Citizens United Opens the Floodgates
After the Supreme Court's 2010 ruling in Citizens United v. Federal Election Commission gave corporations the green light to spend unlimited amounts of money to influence elections, political operatives formed dozens of "social welfare" nonprofits - which also are considered corporations - to funnel money into the campaign playing field without revealing their donors.
Such a group is called a 501(c)4 in reference to the IRS code it falls under. The group must be primarily engaged "promoting in some way the common good and general welfare of the people" to receive tax-exempt 501(c)4 status, but political nonprofits spent more than $300 million to influence the 2012 elections alone,[http://www.opensecrets.org/outsidespending/nonprof_summ.php] and some appear to do little besides running attack ads and funneling money into campaigns and political action committees.

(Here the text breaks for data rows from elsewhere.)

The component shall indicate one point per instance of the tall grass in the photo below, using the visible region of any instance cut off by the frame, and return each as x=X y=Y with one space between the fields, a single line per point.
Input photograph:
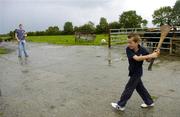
x=66 y=40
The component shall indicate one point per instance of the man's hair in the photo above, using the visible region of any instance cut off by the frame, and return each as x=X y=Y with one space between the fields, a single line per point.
x=135 y=37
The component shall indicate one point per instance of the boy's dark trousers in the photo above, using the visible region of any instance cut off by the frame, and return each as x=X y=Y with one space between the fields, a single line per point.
x=135 y=83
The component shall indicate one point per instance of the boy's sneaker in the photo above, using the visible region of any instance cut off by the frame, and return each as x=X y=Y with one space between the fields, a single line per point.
x=116 y=106
x=146 y=106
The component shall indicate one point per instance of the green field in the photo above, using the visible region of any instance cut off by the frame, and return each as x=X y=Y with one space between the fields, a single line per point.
x=66 y=40
x=3 y=50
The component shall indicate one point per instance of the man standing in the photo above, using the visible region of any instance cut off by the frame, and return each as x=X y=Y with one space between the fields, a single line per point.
x=20 y=35
x=136 y=55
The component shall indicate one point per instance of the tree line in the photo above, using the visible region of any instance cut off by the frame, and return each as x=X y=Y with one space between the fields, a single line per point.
x=128 y=19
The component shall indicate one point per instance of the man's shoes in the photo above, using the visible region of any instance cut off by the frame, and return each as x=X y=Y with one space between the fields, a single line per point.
x=116 y=106
x=146 y=106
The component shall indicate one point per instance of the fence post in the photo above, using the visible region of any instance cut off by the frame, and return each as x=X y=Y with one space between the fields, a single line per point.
x=109 y=39
x=170 y=47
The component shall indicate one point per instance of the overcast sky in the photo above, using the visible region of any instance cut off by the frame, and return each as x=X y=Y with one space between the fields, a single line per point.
x=39 y=14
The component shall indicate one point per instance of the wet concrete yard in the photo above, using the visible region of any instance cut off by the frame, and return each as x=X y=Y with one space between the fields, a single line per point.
x=82 y=81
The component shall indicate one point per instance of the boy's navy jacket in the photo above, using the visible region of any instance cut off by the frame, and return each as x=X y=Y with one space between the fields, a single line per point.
x=135 y=67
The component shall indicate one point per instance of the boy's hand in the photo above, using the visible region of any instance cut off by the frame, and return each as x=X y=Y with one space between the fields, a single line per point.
x=155 y=54
x=157 y=51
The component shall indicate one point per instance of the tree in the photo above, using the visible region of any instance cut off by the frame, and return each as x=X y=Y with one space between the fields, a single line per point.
x=52 y=30
x=103 y=26
x=87 y=28
x=114 y=25
x=68 y=28
x=129 y=19
x=176 y=13
x=162 y=16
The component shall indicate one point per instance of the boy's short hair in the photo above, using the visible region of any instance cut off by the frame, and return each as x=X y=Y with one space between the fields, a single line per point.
x=135 y=37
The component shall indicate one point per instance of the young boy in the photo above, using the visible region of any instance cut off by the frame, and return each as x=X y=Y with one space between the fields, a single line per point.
x=136 y=55
x=20 y=35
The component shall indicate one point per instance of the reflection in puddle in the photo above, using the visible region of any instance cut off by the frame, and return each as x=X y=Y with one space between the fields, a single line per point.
x=23 y=61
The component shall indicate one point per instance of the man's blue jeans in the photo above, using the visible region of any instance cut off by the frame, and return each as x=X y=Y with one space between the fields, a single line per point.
x=21 y=47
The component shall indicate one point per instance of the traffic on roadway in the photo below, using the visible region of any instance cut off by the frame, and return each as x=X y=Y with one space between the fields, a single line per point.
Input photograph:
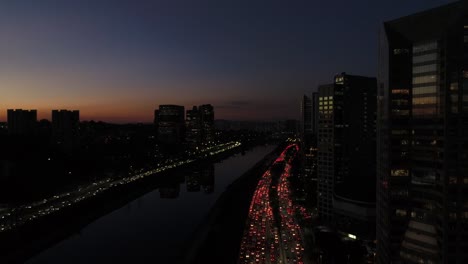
x=272 y=233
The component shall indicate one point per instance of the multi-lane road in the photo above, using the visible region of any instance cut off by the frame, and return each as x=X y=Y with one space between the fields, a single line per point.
x=265 y=239
x=11 y=218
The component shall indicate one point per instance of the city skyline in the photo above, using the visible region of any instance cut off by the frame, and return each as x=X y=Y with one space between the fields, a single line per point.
x=118 y=63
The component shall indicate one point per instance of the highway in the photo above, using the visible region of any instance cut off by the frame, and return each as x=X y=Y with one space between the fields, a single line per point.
x=266 y=240
x=11 y=218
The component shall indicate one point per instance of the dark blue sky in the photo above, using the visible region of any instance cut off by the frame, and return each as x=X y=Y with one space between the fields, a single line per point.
x=117 y=60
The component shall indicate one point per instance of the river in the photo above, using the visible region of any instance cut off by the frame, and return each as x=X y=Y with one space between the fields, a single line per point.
x=156 y=227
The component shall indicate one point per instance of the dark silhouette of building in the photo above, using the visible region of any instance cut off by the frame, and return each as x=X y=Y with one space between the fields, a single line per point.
x=207 y=121
x=325 y=154
x=22 y=122
x=65 y=128
x=306 y=117
x=309 y=115
x=199 y=125
x=170 y=124
x=346 y=153
x=193 y=127
x=422 y=172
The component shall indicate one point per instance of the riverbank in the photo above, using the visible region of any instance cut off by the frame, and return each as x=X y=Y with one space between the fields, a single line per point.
x=19 y=245
x=218 y=239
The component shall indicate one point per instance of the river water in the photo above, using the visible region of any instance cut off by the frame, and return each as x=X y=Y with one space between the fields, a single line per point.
x=156 y=227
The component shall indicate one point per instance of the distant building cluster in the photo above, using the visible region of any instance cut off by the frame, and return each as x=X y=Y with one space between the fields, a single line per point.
x=64 y=129
x=338 y=136
x=392 y=152
x=195 y=127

Conservatives Outspend Liberals
Crossroads GPS, a nonprofit launched by the powerful Republican operative Karl Rove, is the cream of the dark money crop. The group pumped nearly $71 million into the 2012 elections. The Koch brothers' Americans for Prosperity came in a distant second with $36 million of spending.

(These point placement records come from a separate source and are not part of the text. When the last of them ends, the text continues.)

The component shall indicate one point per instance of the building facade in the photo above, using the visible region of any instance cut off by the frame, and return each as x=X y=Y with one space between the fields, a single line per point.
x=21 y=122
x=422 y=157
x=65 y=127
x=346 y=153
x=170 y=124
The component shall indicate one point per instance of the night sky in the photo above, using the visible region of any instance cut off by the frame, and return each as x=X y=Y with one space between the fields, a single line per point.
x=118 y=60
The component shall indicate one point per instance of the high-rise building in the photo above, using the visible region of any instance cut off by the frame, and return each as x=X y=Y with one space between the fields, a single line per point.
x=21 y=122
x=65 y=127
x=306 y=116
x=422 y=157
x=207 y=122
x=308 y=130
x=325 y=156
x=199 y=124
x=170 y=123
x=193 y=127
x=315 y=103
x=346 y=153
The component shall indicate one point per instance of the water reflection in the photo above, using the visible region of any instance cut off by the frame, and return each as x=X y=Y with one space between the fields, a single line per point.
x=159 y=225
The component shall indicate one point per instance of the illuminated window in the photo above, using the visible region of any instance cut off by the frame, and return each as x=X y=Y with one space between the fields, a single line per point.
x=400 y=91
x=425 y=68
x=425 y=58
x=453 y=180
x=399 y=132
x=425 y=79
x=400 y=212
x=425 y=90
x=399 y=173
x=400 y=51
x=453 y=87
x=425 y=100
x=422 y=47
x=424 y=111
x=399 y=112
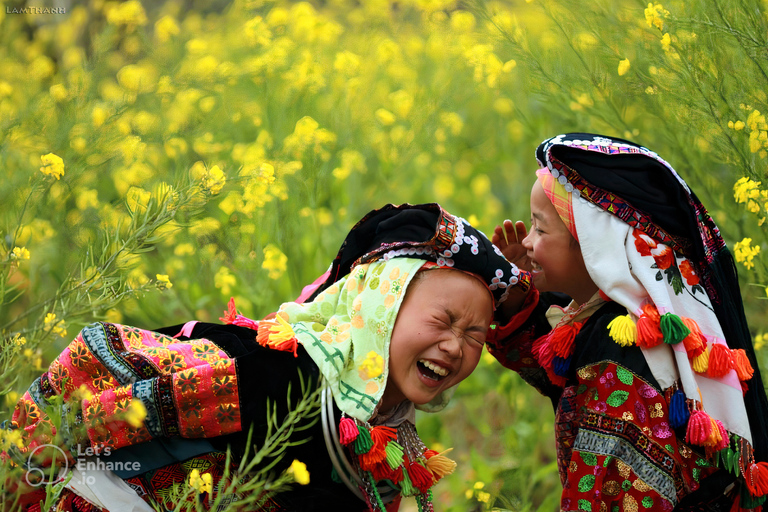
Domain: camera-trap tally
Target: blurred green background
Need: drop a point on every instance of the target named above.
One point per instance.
(159, 158)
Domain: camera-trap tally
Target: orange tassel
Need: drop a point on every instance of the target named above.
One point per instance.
(561, 340)
(715, 437)
(277, 334)
(438, 464)
(720, 360)
(699, 428)
(743, 367)
(695, 341)
(701, 362)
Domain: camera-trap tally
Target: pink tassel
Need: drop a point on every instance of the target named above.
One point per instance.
(347, 431)
(699, 428)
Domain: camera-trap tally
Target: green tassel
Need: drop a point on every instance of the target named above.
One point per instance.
(673, 328)
(363, 443)
(394, 454)
(406, 487)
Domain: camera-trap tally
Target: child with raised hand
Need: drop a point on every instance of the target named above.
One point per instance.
(635, 330)
(400, 320)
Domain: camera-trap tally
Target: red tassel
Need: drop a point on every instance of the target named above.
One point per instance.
(561, 340)
(380, 437)
(742, 365)
(757, 481)
(421, 477)
(720, 360)
(694, 342)
(699, 428)
(347, 431)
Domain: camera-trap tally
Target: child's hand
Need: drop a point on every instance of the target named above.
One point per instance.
(509, 240)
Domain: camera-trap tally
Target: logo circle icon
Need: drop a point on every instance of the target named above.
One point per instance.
(44, 474)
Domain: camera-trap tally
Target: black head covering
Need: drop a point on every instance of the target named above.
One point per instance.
(635, 184)
(426, 231)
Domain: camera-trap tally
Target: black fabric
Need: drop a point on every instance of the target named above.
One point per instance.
(417, 227)
(264, 377)
(650, 187)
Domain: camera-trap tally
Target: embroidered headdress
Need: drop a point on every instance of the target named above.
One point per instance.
(650, 245)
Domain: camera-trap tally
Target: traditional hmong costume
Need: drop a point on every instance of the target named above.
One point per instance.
(204, 385)
(659, 404)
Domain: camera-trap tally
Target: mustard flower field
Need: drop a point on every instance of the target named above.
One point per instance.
(158, 158)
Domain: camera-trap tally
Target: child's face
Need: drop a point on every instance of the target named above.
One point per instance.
(438, 336)
(558, 265)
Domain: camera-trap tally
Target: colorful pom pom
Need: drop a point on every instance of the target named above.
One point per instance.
(742, 365)
(673, 328)
(678, 410)
(701, 362)
(420, 476)
(623, 330)
(347, 431)
(720, 360)
(699, 428)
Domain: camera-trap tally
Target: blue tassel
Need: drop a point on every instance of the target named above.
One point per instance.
(560, 365)
(678, 410)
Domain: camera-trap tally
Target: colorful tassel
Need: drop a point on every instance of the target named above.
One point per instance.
(701, 362)
(757, 478)
(725, 438)
(623, 330)
(347, 431)
(421, 477)
(715, 437)
(699, 428)
(694, 342)
(394, 454)
(720, 360)
(438, 464)
(363, 442)
(673, 328)
(560, 366)
(561, 340)
(277, 334)
(648, 332)
(678, 410)
(742, 365)
(406, 486)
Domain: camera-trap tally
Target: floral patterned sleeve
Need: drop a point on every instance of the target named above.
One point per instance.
(188, 388)
(616, 448)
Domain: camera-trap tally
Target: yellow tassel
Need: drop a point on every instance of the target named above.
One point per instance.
(623, 330)
(277, 334)
(440, 465)
(701, 362)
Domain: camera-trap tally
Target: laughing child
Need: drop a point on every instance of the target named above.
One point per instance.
(659, 404)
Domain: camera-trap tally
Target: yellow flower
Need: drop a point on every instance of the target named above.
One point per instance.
(53, 165)
(163, 282)
(299, 472)
(275, 262)
(20, 253)
(136, 413)
(214, 179)
(200, 483)
(224, 280)
(623, 67)
(745, 253)
(371, 367)
(655, 14)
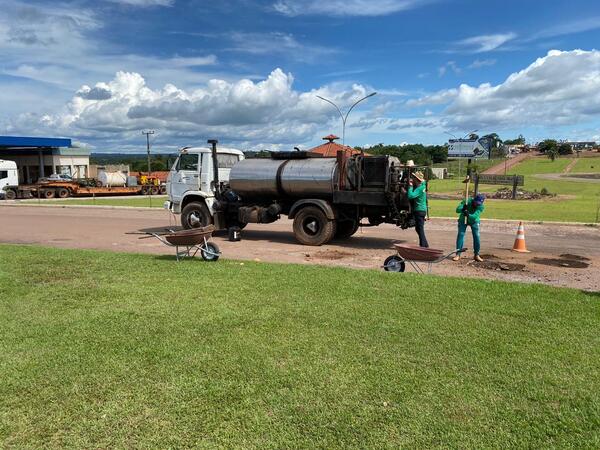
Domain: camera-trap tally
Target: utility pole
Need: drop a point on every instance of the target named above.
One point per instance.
(148, 133)
(345, 117)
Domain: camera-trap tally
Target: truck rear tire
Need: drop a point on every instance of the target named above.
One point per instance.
(312, 227)
(195, 215)
(62, 193)
(346, 228)
(48, 193)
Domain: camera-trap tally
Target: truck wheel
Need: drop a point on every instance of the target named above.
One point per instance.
(312, 227)
(62, 193)
(195, 215)
(346, 228)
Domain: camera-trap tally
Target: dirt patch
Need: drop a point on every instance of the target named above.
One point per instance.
(588, 176)
(500, 266)
(574, 257)
(331, 254)
(561, 262)
(487, 257)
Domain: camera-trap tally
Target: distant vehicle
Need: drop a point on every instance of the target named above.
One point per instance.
(471, 147)
(8, 175)
(56, 177)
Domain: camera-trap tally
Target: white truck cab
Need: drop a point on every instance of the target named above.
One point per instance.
(190, 184)
(8, 175)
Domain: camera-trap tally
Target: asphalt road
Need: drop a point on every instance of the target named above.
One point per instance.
(107, 229)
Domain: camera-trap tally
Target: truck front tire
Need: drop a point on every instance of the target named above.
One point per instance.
(195, 215)
(312, 227)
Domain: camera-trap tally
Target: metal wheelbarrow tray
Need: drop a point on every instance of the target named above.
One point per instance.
(414, 255)
(191, 242)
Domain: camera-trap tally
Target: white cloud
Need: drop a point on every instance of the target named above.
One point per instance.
(243, 111)
(144, 3)
(345, 7)
(561, 88)
(485, 43)
(479, 63)
(450, 65)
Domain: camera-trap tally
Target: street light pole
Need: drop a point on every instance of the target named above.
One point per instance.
(148, 133)
(345, 117)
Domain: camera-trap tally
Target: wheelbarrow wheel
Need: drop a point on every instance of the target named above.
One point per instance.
(394, 264)
(210, 252)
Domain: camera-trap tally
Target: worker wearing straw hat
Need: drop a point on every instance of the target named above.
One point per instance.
(418, 194)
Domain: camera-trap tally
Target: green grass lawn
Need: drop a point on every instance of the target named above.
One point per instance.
(155, 201)
(587, 165)
(540, 164)
(580, 204)
(113, 350)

In October 2012 alone, Crossroads GPS spent $41 million on negative attack ads. The CRP reports that the group delivered this "social welfare" to the American public with a staff of only eight employees. The group's nonprofit status allows it to conceal its mega-rich donors, who contributed chunks of cash ranging from $1 million to $10 million during the last election season.
Conservatives aren't the only ones playing the "social welfare" game. Liberal groups, such as the pro-Obama Priorities USA, also pumped millions into the last election cycle, and a few have engaged in shady "shape-shifting" practices to bounce money between groups that pop up and then disappear.
But conservative nonprofits outspent liberal ones by nearly eight times in the 2012 elections and by a ratio of 34-1 since 2010, according to the CRP.
"The dirty secret here is I don't think the majority of these organizations are even complying with the requirement for social welfare," said Scott Nelson, attorney for Democracy 21, one of the groups behind the lawsuit challenging the IRS regulations.
The lawsuit would force the IRS to tighten its standards for 501(c)4 registration and clarify the definition of what "social welfare" activity means for nonprofits. Nelson said groups that want to focus their efforts on influencing campaigns could still register as nonprofits under a different code that carries the requirement of revealing donor sources. That way, mega-rich donors and large corporations would not be able to use nonprofits to funnel secret money toward influencing voters.
Nelson said that liberal groups such as the League of Conservation Voters should be held to the same "social welfare" standards as conservative groups.